There was a regular pipeline between El Toro Marine Base and OCC in the 1950s, ‘60s, ‘70s and beyond. Many retired military men worked for the college.

OCC’s first equipment man, when the college opened in 1948, was a guy named Bunny “Pappy” Harris. A World War II vet, Harris was fresh out of the Navy.

“I made it a practice to hire retired career military for our equipment room,” Pickens explained to me many years ago. “They’re well-organized, and they command respect.”

George Jablonsky, a former career Marine, replaced Harris in 1951. Jablonsky was succeeded by Speed Vernon in 1958.

Speed, a retired master sergeant, had been a Marine Corps supply sergeant. Buck and Salty were both retired, non-commissioned officers. At OCC, they retained their military order of rank. Speed was the guy in charge, and Buck and Salty were his adjutants.

George Mattias, Costa Mesa resident and former OCC football and men’s tennis coach, remembers Speed as “the most organized and efficient guy I’ve ever known.” Speed’s military background, no doubt, had much to do with that. He was the quintessential supply sergeant.

Though a classified employee, Speed was No. 2 in command in OCC’s athletic division, second only to the athletic director. He ran the equipment room, which means he managed the uniforms and equipment for all the college’s men’s athletic teams. He also managed the division’s budget. No staffer in the department –— not even the athletic director — purchased anything without Speed’s approval.

He died in 1990 at the age of 74.

Buck worked with OCC’s football and baseball players and track and field athletes in the LeBard Stadium Field House. He laundered uniforms, managed the equipment and kept the facility clean.
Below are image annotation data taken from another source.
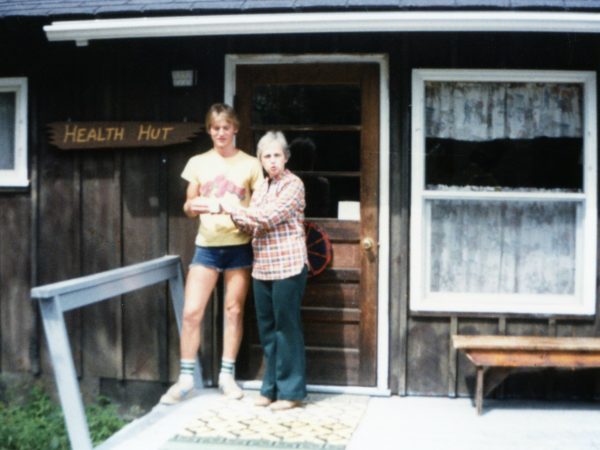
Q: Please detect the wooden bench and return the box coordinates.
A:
[452,335,600,414]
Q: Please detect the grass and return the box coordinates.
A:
[0,384,127,450]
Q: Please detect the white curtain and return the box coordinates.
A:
[425,81,583,141]
[430,200,577,295]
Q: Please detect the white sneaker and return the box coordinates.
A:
[160,381,194,405]
[219,373,244,400]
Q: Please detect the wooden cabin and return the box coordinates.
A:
[0,0,600,401]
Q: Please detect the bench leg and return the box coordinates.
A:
[475,366,484,416]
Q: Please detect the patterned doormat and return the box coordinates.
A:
[161,393,369,450]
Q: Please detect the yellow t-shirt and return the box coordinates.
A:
[181,149,263,247]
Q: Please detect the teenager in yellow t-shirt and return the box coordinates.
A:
[160,103,263,404]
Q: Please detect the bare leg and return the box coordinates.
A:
[223,269,250,361]
[160,265,219,405]
[180,265,219,359]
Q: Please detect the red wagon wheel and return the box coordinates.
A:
[304,222,333,277]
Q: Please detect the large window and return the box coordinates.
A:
[410,70,597,315]
[0,78,29,187]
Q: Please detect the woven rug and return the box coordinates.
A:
[161,393,369,450]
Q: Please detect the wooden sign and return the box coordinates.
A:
[48,122,203,150]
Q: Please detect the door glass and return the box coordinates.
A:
[252,84,361,220]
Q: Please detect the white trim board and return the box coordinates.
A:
[224,53,390,392]
[44,11,600,45]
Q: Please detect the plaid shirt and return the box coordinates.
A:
[231,169,308,280]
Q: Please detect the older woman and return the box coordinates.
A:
[220,131,307,410]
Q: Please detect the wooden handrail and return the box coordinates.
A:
[31,255,202,450]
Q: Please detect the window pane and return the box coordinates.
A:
[0,92,16,170]
[425,82,583,192]
[429,200,577,295]
[425,138,583,192]
[285,131,360,172]
[252,84,360,126]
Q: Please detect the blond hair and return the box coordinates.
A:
[204,103,240,132]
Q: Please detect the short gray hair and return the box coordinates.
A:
[256,131,292,160]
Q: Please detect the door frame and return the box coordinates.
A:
[224,53,391,395]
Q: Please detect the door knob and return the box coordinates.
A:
[362,238,375,251]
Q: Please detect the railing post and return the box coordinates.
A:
[169,261,204,389]
[39,296,93,450]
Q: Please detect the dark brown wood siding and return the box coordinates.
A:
[0,21,600,398]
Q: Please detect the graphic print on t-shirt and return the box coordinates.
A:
[200,174,246,200]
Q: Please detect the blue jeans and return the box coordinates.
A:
[252,267,307,400]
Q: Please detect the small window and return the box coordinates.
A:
[0,78,29,187]
[411,70,597,315]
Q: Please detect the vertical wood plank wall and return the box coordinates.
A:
[0,23,600,397]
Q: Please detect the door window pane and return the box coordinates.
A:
[252,84,361,218]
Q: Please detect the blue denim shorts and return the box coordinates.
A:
[190,244,253,272]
Of the three Marines, Buck was the gruffest.

“If you get on Buck’s bad side,” then-head football Coach Dick Tucker used to warn his players at their opening team meeting each season, “you’re on your own. Don’t come to me. If you’re in trouble with Buck, that’s between you and Buck. What he says goes.”

If you were in trouble with Buck, you were in deep difficulty!

Buck, a huge OCC sports fan, retired in 1978. He succumbed to cancer a few years later.

Salty was an easygoing fellow with a great sense of humor. He was the assistant equipment man and ran the towel room in the men’s locker room. Music was always playing in his work area, or he’d have a sports talk show blaring on the radio. He had a joke or quip for everyone, and the athletes loved him.

“Salty was a hydraulics mechanic in the Marine Corps and could repair anything,” Mattias recalls. “When I was tennis coach, I asked him to rig up a scoreboard for our matches. He built one from scratch. It must have weighed a ton, but it worked.”

Salty succeeded Speed as the head equipment person in 1978, when Speed retired. He worked in that capacity for four years.

Speed, Buck and Salty were dedicated U.S. Marines and loyal OCC Pirates. Oo-rah!

JIM CARNETT, who lives in Costa Mesa, worked for Orange Coast College for 37 years.